While the introduction of new satellite broadcasters into the South African market is floundering, e.tv is less than a month away from launching its 24-hour news channel on the DStv bouquet.
The new studios and newsrooms were bristling with activity this week when editor-in-chief Debora Patta took the Mail & Guardian on a walk-through.
The 100-plus new staffers, with the more seasoned journalists and anchors from e.News, were being put through their paces in dry runs to prepare for the news channel’s launch in June.
“We will start with our 24-hour news cycle from Monday,” says Patta as she surveys the newsroom. “We are also stress-testing the new equipment. It’s all very well to have a couple of people logged in, but when everyone is logged in and you have a 24-hour news cycle going, you find the pressure points.”
Viewers can expect a state-of-the-art news studio filled with the latest and greatest in new technologies, such as touch-screen plasmas and robotically controlled cameras, but the success of the news channel will depend on e.tv’s ability to get the content mix right.
“You have to get the balance right,” says Patta. “We are not looking to reinvent the wheel, there is a certain formula for 24-hour news that works.”
Patta says e.News undertook a number of study trips during its research for the 24-hour news channel, visiting news giants such as Sky, BBC, CNN, ABC, CBS, NBC, Fox and al Jazeera.
“Those trips were useful because they helped us to establish what works and what doesn’t,” says Patta.
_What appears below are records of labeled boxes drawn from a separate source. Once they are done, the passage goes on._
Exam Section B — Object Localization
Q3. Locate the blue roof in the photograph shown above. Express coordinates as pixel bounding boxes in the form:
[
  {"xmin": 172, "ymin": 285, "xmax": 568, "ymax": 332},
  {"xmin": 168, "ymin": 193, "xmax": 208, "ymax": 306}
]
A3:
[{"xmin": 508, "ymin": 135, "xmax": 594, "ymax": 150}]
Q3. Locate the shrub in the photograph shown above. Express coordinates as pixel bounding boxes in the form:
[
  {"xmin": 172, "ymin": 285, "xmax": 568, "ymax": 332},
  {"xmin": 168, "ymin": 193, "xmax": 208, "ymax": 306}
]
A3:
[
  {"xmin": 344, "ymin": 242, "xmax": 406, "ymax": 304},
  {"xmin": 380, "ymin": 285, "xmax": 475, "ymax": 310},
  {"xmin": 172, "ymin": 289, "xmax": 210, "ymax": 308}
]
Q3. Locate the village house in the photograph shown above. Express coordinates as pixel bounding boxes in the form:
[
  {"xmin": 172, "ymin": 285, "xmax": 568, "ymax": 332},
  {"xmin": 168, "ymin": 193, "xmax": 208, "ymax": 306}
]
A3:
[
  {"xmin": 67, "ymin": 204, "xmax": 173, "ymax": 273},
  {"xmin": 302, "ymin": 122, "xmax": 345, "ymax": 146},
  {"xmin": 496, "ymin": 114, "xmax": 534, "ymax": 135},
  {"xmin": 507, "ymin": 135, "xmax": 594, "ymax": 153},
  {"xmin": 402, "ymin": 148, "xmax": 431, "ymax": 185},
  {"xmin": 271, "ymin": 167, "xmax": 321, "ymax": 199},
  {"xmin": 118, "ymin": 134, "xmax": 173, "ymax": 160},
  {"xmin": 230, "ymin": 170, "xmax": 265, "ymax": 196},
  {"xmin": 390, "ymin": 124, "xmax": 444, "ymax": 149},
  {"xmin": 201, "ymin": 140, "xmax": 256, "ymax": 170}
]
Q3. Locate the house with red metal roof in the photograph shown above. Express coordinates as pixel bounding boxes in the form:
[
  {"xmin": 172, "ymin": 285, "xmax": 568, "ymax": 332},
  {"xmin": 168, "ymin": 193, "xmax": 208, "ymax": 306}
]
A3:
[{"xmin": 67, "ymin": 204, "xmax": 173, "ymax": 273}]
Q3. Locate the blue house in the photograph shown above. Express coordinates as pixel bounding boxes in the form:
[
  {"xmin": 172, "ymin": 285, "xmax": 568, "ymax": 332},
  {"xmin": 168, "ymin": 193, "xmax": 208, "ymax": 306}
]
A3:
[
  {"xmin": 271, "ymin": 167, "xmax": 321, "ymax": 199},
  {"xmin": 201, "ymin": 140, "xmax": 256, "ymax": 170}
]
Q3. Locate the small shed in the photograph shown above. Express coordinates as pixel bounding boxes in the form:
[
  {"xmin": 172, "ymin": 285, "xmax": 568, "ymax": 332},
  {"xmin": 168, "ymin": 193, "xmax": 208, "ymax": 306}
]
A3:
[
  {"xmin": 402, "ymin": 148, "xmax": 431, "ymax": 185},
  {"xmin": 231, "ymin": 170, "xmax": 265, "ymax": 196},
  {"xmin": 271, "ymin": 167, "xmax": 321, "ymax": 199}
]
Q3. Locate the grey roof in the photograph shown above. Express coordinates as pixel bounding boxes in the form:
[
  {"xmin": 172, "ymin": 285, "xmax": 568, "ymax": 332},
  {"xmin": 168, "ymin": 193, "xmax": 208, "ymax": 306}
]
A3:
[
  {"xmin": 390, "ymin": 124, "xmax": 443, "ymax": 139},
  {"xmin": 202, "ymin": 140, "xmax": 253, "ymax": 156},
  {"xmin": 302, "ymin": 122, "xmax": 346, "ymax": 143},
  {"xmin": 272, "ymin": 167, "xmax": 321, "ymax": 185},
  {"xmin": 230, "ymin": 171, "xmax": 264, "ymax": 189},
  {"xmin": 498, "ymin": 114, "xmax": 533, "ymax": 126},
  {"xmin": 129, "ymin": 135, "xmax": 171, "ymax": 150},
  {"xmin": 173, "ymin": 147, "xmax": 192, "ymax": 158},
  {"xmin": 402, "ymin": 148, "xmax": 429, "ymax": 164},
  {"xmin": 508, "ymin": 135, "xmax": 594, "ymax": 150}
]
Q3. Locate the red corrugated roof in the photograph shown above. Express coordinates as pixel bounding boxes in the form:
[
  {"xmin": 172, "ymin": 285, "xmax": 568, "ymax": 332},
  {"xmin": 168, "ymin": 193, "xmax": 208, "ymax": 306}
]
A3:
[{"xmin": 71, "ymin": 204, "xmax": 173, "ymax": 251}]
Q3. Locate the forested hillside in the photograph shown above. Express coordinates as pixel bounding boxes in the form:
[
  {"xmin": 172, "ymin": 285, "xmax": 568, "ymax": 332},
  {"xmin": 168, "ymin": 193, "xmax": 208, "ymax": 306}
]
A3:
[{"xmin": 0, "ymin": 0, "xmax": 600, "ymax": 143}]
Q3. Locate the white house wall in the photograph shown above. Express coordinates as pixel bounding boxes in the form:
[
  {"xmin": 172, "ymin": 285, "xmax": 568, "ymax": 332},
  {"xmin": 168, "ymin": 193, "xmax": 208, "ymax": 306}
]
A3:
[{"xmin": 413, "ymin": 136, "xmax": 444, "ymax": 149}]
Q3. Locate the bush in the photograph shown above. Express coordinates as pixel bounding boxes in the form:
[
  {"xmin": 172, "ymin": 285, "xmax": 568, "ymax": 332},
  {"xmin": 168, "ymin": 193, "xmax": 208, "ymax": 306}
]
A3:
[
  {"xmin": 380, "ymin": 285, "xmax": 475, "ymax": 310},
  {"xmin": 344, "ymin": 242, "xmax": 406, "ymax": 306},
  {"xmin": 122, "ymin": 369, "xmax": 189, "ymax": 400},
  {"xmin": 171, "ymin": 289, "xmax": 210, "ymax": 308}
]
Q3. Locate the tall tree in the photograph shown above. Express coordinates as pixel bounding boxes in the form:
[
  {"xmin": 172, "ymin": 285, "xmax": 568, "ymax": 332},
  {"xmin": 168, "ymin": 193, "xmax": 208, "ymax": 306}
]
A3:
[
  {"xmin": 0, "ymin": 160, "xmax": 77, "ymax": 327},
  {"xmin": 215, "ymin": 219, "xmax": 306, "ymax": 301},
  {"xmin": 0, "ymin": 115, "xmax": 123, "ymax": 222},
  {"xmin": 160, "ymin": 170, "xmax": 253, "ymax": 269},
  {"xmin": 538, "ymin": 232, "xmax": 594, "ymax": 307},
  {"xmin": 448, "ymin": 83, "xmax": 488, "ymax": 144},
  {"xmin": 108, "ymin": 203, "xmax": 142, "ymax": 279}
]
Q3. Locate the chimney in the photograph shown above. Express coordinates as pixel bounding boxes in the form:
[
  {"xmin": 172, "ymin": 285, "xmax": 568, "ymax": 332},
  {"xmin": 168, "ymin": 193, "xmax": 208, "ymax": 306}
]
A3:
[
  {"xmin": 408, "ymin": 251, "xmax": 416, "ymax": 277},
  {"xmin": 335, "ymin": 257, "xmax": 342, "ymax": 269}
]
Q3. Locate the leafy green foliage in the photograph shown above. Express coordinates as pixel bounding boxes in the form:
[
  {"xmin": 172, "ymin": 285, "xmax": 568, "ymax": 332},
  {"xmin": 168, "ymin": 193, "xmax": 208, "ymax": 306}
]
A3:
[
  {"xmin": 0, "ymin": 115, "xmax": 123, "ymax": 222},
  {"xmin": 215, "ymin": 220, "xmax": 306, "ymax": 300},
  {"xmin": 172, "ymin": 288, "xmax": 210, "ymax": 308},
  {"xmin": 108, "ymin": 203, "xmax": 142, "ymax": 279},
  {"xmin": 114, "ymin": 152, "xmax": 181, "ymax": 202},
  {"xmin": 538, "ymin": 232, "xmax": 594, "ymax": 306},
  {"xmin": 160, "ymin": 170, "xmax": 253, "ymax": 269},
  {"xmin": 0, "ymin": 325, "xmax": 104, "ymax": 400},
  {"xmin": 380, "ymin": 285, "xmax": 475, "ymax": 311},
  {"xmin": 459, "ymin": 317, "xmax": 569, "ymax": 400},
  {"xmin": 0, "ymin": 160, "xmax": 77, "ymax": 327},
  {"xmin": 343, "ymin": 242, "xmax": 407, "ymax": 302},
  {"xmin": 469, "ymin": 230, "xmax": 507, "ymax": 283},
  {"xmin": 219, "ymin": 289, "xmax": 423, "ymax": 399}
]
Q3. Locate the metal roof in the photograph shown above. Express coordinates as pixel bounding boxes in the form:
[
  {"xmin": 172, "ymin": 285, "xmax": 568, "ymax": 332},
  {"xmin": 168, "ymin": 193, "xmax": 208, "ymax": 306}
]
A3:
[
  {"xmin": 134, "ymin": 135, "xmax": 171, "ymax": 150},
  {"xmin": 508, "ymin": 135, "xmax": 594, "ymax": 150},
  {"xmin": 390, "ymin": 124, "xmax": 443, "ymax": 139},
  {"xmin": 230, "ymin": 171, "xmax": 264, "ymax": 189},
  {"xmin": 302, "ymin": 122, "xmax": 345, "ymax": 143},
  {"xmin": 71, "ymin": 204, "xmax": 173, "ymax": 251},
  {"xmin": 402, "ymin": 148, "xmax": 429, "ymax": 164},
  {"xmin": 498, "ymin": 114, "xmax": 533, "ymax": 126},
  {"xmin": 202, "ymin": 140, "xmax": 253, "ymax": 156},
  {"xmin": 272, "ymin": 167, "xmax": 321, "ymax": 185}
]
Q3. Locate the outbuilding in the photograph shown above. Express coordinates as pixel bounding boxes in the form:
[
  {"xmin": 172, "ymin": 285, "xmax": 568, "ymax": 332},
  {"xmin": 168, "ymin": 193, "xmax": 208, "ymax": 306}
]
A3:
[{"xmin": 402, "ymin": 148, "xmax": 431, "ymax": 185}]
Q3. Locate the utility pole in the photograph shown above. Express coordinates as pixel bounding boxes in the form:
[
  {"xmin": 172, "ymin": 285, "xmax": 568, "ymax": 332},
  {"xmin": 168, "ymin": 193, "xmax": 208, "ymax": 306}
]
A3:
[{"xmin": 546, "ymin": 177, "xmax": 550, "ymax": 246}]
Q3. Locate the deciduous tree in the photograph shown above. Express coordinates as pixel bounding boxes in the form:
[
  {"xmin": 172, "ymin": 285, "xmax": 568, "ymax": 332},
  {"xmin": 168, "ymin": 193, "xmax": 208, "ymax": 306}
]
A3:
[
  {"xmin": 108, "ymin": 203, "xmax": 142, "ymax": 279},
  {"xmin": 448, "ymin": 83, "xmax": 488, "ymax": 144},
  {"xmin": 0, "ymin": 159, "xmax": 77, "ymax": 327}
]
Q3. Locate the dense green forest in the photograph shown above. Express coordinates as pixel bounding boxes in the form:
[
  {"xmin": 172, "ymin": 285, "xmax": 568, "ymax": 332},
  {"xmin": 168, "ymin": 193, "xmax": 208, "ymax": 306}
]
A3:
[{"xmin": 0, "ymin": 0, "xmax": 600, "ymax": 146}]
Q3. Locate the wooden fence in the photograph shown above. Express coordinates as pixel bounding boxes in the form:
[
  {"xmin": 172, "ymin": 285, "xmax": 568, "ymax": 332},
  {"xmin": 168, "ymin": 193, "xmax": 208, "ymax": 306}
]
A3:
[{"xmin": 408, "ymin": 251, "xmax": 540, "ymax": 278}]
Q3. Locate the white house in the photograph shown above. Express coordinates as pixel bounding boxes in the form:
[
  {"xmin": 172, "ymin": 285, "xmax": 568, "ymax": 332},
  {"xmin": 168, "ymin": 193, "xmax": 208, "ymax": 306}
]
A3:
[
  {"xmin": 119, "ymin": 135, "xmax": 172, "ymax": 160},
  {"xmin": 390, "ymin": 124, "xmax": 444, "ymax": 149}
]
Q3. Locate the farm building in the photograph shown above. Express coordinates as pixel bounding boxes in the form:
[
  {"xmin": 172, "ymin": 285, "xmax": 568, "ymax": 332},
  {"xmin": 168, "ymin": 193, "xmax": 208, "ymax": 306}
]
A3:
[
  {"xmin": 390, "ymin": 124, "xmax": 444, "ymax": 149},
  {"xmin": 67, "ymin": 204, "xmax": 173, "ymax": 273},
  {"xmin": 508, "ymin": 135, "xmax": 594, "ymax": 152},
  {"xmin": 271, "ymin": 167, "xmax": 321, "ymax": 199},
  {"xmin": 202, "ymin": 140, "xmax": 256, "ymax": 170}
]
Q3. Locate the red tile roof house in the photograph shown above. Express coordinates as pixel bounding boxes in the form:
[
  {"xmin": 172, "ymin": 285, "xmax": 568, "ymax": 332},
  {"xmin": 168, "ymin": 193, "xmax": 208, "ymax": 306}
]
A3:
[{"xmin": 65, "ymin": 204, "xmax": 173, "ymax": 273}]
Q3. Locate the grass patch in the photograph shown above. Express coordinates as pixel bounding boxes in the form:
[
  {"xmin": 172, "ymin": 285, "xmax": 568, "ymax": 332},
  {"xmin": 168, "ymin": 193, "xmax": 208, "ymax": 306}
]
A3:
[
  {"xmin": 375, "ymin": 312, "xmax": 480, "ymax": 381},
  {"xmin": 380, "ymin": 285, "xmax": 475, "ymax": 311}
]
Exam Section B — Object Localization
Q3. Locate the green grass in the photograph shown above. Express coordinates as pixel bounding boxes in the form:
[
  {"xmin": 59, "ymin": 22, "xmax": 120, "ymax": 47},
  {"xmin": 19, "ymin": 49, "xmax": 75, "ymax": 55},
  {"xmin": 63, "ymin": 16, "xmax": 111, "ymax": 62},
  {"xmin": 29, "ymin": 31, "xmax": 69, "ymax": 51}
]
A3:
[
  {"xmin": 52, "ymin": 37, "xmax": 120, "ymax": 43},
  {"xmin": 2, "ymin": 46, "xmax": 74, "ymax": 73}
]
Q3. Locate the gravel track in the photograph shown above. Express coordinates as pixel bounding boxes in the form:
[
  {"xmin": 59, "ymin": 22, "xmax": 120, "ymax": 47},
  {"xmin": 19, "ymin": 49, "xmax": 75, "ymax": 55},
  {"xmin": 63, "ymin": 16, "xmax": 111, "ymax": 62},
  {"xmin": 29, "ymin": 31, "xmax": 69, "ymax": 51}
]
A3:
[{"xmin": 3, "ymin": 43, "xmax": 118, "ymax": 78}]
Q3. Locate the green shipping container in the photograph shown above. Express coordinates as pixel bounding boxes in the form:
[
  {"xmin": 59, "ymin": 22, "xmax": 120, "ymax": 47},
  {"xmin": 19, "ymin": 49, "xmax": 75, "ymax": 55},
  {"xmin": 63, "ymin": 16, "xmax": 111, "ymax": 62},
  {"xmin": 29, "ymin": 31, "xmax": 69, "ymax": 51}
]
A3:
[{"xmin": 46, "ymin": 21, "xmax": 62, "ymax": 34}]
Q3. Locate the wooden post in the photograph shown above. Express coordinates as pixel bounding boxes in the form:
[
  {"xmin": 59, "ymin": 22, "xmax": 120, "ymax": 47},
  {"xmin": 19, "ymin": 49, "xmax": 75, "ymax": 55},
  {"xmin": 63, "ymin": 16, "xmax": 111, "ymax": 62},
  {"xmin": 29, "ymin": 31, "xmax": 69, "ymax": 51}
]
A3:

e.tv has already shown it has an aptitude for getting news right. Its prime-time news bulletin is the fastest-growing English news channel in the country, having grown from a 4,4% market share in 1998 to a 20% market share in 2007.
The e.News 7pm slot has a viewership of 1,6-million compared with SABC3’s 7pm news viewership of 1,1-million.
Patta says the game plan is to launch with the basics of the 24-hour news channel in place and then to add to the mix as the channel develops.
The basics include three core news shows, Morning News Today (6am to 9am), Lunchtime Live (1pm to 4pm) and News Night (7pm to 9pm).
Half-hour current affairs programmes, which will focus on Africa, media, business, politics, sport, investigations, news analysis, interviews and showbiz will complement these core news shows.
“That’s where we are going to start,” says Patta. “We didn’t want to do a million things to start off with.
“This is what we know we can do and we will take it from there and grow,” she says. “We are looking at a number of additional current affairs proposals, but those will be six months down the line.”
e.News has head-hunted some top broadcasting talent for its news channel, including former SAfm presenter Jeremy Maggs and Talk Radio 702 presenter Redi Direko, who will anchor the 7pm to 9pm News Night slot.
Patta says Maggs will present a new half-hour media show, Maggs on Media, which he used to produce on radio for SAfm.
“Pat Pillai is doing an entrepreneurial business show for us, Justice Malala is doing a political show and there will be Third Degree Plus, an additional half-hour of Third Degree, which is interactive so the viewers can do the grilling,” says Patta. “There is also an additional showbiz show and lots of sport on the weekends.”
Patta says non-DStv subscribers will still get the e.News prime-time news bulletin unchanged.
“The 24-hour news channel will probably make it stronger,” says Patta, “because it will have more to draw from.
“We have a dedicated terrestrial, prime-time team with the same anchors and it will continue exactly as it is now. It is our bread and butter, it’s what we make our money from and it’s what made our name and our brand.”
Caxton professor of journalism at the University of the Witwatersrand Anton Harber is impressed with e.News’s new studio and technology.
“It takes our TV news into the 21st century,” says Harber. “Our news has been stuck where global news was 10 years ago.
“The key is the capacity to break big news stories, locally and later in Africa,” says Harber.